Destiné aux élèves de CE2, le livre d'école est rédigé dans une écriture inclusive, autrement dit avec une grammaire et une typographie rendant les femmes plus visibles dans notre langue. Retour sur le débat.
"Le langage structure notre pensée : il ne fait pas que la refléter, il l'oriente", plaidait la professeure de littérature et co-auteure de "L'Académie contre la langue française : le dossier 'féminisation'" Eliane Viennot dans une tribune mise en ligne par FranceTVinfo. C'est aussi ce que pensent les défenseurs d'une écriture inclusive, cette façon d'écriture qui tord le cou à l'invisibilisation des femmes. Depuis quelques temps, cette nouvelle syntaxe se déploie chez les personnes soucieuses de ne pas laisser le masculin l'emporter sur le féminin. Elle a aussi tendance à en irriter d'autres, qui estiment le combat des mots minime par rapport aux droits des femmes. À l'occasion de la sortie d'un manuel scolaire inclusif aux éditions Hatier, le débat est relancé.
On y lit que "grâce aux agriculteur.rice.s, aux artisan.e.s et aux commerçant.e.s, la Gaule était un pays riche", selon Le Figaro, qui a repéré la sortie du livre d'école en premier lieu, grâce à une photo postée par un professeur de physique-chimie sur un groupe Facebook réunissant des enseignants.
"Vous êtes surtout très ridicules... si mes enfants reçoivent un tel manuel, la solution sera simple, je le brûle...", rétorque un utilisateur de Twitter. "Désormais de nombreux gosses seront illettré.e.s et non plus illettrés, ça change tout", ironise une autre.
"Il n'y a pas de petits combats" vs "ça va perturber les enfants"
Tirets (ex : les ami(e)s), parenthèses (ex : les ami-e-s), point médian (ex : les ami·e·s), féminisation des métiers ou encore association du masculin et du féminin pour désigner un groupe (ex : "les lecteurs et les lectrices") : il y a aujourd'hui de nombreuses façons de féminiser la langue française. À ceux qui se moquent de cette petite révolution par la syntaxe, les féministes répondent qu'il n'y a pas de petits combats : arrêter d'invisibiliser les femmes dans le choix des mots, c'est aussi une façon de leur rendre justice en reconnaissant la place qu'elles ont occupé et le rôle qu'elles ont joué dans l'histoire. Et peut-être aussi, plus pragmatiquement, un moyen de montrer aux petites filles qu'elles n'ont pas moins de chance d'influer sur le monde que les petits garçons ; et aux petits garçons qu'il va falloir coopérer avec les petites filles.

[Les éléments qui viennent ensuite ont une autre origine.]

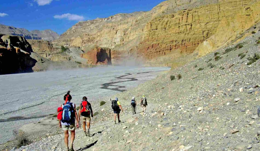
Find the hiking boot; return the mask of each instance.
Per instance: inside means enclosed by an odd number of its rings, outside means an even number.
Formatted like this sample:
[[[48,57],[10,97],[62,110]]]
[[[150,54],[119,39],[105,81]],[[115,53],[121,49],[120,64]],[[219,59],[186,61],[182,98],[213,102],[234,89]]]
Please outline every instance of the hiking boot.
[[[69,148],[69,151],[75,151],[74,150],[74,149],[73,149],[73,145],[70,146]]]
[[[87,134],[86,133],[86,132],[83,131],[83,135],[84,136],[87,136]]]
[[[87,131],[87,135],[88,135],[88,136],[89,137],[90,137],[90,134],[89,134],[89,130],[88,130]]]

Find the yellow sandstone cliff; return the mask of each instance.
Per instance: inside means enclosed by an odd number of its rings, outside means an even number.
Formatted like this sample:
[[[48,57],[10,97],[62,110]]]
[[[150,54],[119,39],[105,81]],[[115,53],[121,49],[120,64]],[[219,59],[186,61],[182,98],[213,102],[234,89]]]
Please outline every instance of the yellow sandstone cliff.
[[[134,57],[177,67],[183,63],[180,57],[194,51],[201,56],[230,44],[259,22],[259,8],[254,0],[169,0],[148,12],[80,22],[54,42],[86,51],[109,48],[113,64]]]

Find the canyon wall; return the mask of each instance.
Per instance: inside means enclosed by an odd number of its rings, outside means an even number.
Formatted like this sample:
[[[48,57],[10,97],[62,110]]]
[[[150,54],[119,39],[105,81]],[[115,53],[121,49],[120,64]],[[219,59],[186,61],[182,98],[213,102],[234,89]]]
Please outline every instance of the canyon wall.
[[[33,72],[32,52],[23,37],[0,35],[0,74]]]
[[[80,22],[54,43],[86,51],[95,45],[109,48],[113,64],[128,58],[168,66],[169,59],[195,50],[201,56],[230,43],[259,22],[259,3],[169,0],[148,12]],[[162,57],[167,63],[157,61]]]
[[[44,58],[47,58],[54,50],[52,44],[46,40],[27,40],[31,46],[34,52]]]
[[[88,64],[94,65],[111,65],[111,50],[108,48],[95,46],[81,57],[88,60]]]

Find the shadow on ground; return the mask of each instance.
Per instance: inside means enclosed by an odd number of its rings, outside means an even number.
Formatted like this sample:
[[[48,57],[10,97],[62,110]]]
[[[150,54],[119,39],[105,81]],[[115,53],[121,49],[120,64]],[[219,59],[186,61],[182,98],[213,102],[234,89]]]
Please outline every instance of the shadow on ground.
[[[78,149],[77,150],[76,150],[76,151],[82,151],[82,150],[84,150],[87,149],[88,148],[89,148],[93,146],[94,146],[94,145],[95,145],[95,144],[97,142],[98,142],[98,140],[97,140],[96,141],[95,141],[95,142],[94,143],[91,143],[90,144],[89,144],[88,145],[87,145],[85,147],[83,147],[83,148],[81,148],[80,149]]]

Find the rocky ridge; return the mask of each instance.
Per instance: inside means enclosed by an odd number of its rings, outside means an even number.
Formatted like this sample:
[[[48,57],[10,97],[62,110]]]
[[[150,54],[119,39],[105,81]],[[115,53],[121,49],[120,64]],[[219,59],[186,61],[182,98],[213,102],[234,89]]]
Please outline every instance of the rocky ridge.
[[[59,37],[55,32],[50,29],[29,31],[26,29],[0,25],[0,34],[24,37],[26,39],[42,40],[51,41]]]
[[[120,123],[113,123],[109,98],[98,100],[107,102],[102,106],[99,101],[92,103],[99,113],[92,120],[95,125],[90,129],[92,136],[84,137],[82,130],[76,130],[74,149],[260,149],[257,112],[260,107],[259,40],[256,33],[111,96],[118,98],[122,104]],[[250,62],[250,57],[255,62]],[[176,78],[171,80],[173,75]],[[144,94],[148,101],[146,112],[139,113],[138,106],[138,113],[131,115],[131,98],[134,96],[139,101]],[[62,150],[63,136],[49,136],[15,150]]]

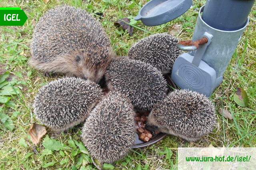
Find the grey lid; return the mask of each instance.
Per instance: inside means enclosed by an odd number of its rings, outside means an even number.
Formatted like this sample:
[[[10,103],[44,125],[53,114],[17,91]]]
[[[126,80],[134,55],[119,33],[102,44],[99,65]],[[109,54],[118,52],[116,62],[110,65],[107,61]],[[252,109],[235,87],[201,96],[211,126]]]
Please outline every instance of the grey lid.
[[[192,0],[151,0],[141,8],[134,20],[141,20],[145,25],[158,25],[180,16],[192,5]]]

En attendant, le débat d'une orthographe non-genrée prend une autre dimension quand il touche à l'apprentissage de la lecture chez les plus jeunes, puisque certaines personnes s'inquiètent de voir cette écriture (quoiqu'on en dise moins synthétique) atterrir sur les tables des écoliers. Celle-ci risque-t-elle de perturber les enfants d'un point de vue orthophonie ? C'est en tout cas ce que craignent les internautes, qui soulignent qu'en CE2 savoir lire est une connaissance encore en consolidation. "C'est vrai quoi. Arrêtons d'embrouiller les enfants avec L'égalité. C'est tellement un non sujet d'apprentissage !", leur rétorque un utilisateur de Twitter.
Rappelons pour sa défense que l'ouvrage concerne la matière Histoire et propose de "questionner le monde" à travers une "organisation en 3 parties facilement repérables : le temps, l’espace et le monde du vivant, de la matière et des objets". Ce n'est donc pas avec lui que l'on apprend à lire.